What if universities argue that faculty makeup and other cited examples of token treatment of conservatives are mere coincidences or otherwise do not constitute the alleged tokenism? Conservatives should respond that such responses do not matter in the Court’s eyes. What matters is that they perceive such tokenism; i.e., they “feel isolated or like spokespersons” (p. 6) and denied “[e]ffective participation” (p. 19) because the campus is not “visibly open” (p. 20) to them.

What the Court in its wisdom found is that for the educational benefits of an element of diversity to take effect, enough individuals representing that element must be present — not just to communicate the “viewpoint” (p. 20), but also to demonstrate to those with the viewpoint that the campus is perceivably “inclusive” (p. 20). The Court has instituted an Othello standard; universities must give any isolated-feeling element of diversity the “ocular proof” that they are welcome. So there must be a noticeable “critical mass” (p. 5) of conservatives on campus for their element of diversity to be “meaningful” (p. 5) in terms of their educational contribution.

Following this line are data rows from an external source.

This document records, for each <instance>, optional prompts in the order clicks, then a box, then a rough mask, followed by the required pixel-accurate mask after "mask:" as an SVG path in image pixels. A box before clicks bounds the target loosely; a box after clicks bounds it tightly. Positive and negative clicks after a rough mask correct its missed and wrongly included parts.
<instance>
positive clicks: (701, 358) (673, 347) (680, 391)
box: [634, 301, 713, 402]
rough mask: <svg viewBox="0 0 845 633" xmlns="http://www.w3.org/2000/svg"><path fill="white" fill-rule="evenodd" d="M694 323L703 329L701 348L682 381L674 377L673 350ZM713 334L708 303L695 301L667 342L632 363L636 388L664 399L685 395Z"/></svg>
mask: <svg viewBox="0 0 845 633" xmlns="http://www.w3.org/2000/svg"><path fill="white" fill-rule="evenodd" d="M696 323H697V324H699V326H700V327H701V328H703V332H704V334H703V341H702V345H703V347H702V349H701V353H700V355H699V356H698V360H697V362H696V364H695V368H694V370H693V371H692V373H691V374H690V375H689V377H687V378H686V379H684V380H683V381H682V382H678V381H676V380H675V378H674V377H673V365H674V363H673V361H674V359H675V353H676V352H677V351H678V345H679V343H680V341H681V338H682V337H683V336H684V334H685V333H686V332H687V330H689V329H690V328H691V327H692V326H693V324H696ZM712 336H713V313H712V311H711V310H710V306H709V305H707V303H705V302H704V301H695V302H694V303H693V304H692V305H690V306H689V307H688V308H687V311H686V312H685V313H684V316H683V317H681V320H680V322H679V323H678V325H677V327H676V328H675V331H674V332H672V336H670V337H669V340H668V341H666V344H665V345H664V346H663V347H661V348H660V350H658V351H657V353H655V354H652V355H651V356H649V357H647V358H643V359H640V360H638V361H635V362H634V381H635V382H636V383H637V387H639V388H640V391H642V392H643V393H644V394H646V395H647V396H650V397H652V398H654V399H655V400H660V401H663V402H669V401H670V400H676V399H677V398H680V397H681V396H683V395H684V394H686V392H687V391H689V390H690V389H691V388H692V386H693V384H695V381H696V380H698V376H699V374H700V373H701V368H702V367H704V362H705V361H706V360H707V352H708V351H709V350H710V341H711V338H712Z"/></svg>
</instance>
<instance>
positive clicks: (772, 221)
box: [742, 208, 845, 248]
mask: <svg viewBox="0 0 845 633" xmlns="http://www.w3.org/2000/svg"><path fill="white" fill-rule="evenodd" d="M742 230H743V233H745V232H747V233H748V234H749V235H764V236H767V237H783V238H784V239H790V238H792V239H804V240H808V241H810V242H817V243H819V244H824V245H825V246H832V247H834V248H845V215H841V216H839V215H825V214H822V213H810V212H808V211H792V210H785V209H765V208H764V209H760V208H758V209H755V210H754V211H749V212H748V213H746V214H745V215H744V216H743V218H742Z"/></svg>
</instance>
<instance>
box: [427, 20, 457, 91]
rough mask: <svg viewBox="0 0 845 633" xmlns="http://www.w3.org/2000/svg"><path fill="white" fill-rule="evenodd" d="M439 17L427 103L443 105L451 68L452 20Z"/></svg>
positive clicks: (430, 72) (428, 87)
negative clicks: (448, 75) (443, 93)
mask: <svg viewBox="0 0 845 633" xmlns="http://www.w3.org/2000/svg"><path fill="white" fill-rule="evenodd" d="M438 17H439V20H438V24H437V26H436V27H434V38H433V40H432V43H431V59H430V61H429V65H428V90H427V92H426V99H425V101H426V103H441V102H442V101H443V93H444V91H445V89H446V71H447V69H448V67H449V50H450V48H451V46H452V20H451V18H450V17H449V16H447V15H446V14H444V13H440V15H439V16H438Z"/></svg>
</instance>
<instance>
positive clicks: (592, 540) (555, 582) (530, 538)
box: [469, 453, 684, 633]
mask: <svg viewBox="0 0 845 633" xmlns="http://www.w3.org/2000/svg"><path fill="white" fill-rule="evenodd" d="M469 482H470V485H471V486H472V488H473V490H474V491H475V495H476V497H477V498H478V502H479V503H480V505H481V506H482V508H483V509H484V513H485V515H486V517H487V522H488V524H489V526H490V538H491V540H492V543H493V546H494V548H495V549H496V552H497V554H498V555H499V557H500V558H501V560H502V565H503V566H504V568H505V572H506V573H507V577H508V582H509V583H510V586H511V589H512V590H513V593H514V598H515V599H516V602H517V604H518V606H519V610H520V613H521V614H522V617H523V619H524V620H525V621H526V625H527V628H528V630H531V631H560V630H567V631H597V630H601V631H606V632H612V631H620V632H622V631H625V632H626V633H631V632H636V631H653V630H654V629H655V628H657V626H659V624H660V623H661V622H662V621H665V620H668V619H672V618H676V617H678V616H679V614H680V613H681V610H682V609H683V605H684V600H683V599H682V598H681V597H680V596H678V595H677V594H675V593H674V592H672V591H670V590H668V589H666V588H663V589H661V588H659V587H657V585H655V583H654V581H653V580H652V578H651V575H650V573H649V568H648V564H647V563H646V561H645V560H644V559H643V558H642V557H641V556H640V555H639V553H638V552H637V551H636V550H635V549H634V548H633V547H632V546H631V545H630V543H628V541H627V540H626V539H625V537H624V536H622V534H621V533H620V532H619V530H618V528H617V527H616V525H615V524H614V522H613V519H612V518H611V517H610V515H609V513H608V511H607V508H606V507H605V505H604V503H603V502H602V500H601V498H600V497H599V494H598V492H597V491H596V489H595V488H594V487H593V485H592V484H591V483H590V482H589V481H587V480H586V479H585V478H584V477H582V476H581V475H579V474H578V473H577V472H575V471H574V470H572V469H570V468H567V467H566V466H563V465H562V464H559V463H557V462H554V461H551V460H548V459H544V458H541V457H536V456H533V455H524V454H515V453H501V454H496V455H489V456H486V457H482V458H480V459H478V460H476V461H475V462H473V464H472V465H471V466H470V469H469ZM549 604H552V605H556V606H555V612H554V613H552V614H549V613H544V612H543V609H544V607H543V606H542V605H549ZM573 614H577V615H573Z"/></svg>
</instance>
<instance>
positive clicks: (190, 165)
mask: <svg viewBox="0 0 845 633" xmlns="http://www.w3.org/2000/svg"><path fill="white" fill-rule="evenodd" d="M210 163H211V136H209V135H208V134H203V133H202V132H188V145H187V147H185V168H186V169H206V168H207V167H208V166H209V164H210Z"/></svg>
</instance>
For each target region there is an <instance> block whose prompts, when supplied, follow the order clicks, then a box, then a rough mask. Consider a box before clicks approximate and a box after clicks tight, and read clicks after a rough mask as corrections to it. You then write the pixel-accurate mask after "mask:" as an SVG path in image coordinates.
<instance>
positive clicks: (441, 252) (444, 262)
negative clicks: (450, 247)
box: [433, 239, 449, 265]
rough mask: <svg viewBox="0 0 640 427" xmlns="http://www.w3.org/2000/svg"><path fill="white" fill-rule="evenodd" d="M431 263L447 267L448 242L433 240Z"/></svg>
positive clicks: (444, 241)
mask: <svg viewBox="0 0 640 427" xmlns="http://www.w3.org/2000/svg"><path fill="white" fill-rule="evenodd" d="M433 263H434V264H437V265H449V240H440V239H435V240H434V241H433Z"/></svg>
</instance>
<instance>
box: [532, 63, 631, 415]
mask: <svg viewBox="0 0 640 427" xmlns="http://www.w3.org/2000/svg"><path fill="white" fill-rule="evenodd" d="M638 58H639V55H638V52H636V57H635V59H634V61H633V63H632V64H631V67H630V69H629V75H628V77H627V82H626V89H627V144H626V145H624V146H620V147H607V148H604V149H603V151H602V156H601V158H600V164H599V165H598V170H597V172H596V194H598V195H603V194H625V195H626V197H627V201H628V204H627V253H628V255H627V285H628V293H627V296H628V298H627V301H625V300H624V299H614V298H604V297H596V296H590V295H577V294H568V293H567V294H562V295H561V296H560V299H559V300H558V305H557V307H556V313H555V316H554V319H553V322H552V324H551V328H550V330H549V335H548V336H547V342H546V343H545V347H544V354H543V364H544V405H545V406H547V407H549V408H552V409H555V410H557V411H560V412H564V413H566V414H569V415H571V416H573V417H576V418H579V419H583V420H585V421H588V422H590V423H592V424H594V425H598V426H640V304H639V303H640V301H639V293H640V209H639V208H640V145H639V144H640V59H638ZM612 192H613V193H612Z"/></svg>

What constitutes that critical mass? Again, the judicial standard is based on feeling: “‘critical mass’ means ‘meaningful numbers’ or ‘meaningful representation’ … a number that encourages [conservatives] to participate in the classroom and not feel isolated … [but] there is no number, percentage or range of percentages that constitute critical mass” (pp. 5-6). That having been cleared up, note that without a “critical mass” of conservatives on campus, the exchange of ideas will fail to be robust. And that would be, per Grutter, un-Constitutional.